The expert stressed that the next edition of the NPLH should include a requirement to employ physiotherapists, psychologists and dentists in centers providing care to patients with hemophilia. The home drug delivery program should also be expanded. - And finally, access to modern drugs. As doctors, we are constantly expanding our knowledge, traveling to foreign conventions, reading publications and knowing that the world is moving forward. We are actually already at the threshold of the great revolution that has taken place in the treatment of hemophilia, which is the administration of non-substituted drugs and other medications, and we would like to have access to them," he said, adding that the patient's voice should be crucial in the choice of therapy. - There are those who want to stay with the good old methods, i.e. prophylaxis with clotting factors, and we have nothing against it. If it is effective, and the patient is not discouraged by the fact that he has to give himself clotting factor 150 times a year," he reminded. At the same time, the expert noted that new therapies, clotting factors with prolonged action, which patients in Poland do not have access to at the moment, make it possible to significantly reduce the number of administrations. He called the drugs administered subcutaneously a revolution. - We doctors would like to have access to all of them. And to tell the truth, we don't care much whether it's under the National Hemophilia Treatment Program or under the drug program," he stressed.
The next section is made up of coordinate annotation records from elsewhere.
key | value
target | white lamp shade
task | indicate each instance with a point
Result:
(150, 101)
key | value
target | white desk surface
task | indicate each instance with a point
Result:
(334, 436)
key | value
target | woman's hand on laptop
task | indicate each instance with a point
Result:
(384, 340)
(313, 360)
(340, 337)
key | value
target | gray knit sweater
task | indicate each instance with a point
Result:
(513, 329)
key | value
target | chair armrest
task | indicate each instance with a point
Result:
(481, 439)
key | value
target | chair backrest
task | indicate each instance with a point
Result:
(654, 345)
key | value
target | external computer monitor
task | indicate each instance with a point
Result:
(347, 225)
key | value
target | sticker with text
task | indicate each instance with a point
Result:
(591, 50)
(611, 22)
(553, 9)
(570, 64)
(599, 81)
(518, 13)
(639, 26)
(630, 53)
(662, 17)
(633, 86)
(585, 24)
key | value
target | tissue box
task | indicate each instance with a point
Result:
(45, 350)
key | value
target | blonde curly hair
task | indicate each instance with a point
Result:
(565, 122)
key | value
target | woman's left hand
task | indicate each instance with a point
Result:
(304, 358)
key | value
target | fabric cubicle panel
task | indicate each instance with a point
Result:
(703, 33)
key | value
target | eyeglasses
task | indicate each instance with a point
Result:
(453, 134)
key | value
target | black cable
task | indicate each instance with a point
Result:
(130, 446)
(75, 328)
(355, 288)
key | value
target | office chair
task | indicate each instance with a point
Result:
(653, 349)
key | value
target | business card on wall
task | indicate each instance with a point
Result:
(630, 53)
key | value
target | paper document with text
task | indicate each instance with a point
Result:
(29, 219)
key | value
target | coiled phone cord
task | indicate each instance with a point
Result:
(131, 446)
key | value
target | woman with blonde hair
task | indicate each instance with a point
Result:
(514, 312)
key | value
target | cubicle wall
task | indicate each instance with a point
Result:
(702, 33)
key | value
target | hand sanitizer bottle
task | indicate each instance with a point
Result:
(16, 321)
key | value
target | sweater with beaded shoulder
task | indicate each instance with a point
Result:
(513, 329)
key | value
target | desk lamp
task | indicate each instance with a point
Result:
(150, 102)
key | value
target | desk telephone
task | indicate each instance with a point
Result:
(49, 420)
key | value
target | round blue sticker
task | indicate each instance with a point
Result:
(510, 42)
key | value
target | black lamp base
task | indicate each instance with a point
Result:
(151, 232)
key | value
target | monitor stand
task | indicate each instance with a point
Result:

Pediatric patients are now fully - until they reach the age of majority - eligible for the drug program. Until September of this year, only the youngest children could benefit from the program. - The change that has taken place since October, i.e. the expansion of the availability of both the subcutaneous drug and the prolonged-acting agents, will allow optimal protection for all pediatric patients up to the age of 18, so that we can have personalized therapy in the full sense of the word, said Olga Zając-Spychała, MD, head of the Regional Center for the Treatment of Hemophilia and Related Hemorrhagic Cases for Children in Poznań. As the specialist emphasized, the youngest child who was qualified for the program was only 5 weeks old. In the youngest children, who are not yet moving, bleeding also occurs, and it is particularly dangerous, because it enters the central nervous system.

And in children and adults, as Prof. Trelinski reminded, the clinical goal is to eliminate bleeding, which would mean a normal quality of life for a patient with hemophilia, who could - like a healthy child, a healthy adult - study, work, but also, for example, play sports. This goal is achievable, the expert said, with the use of modern therapies.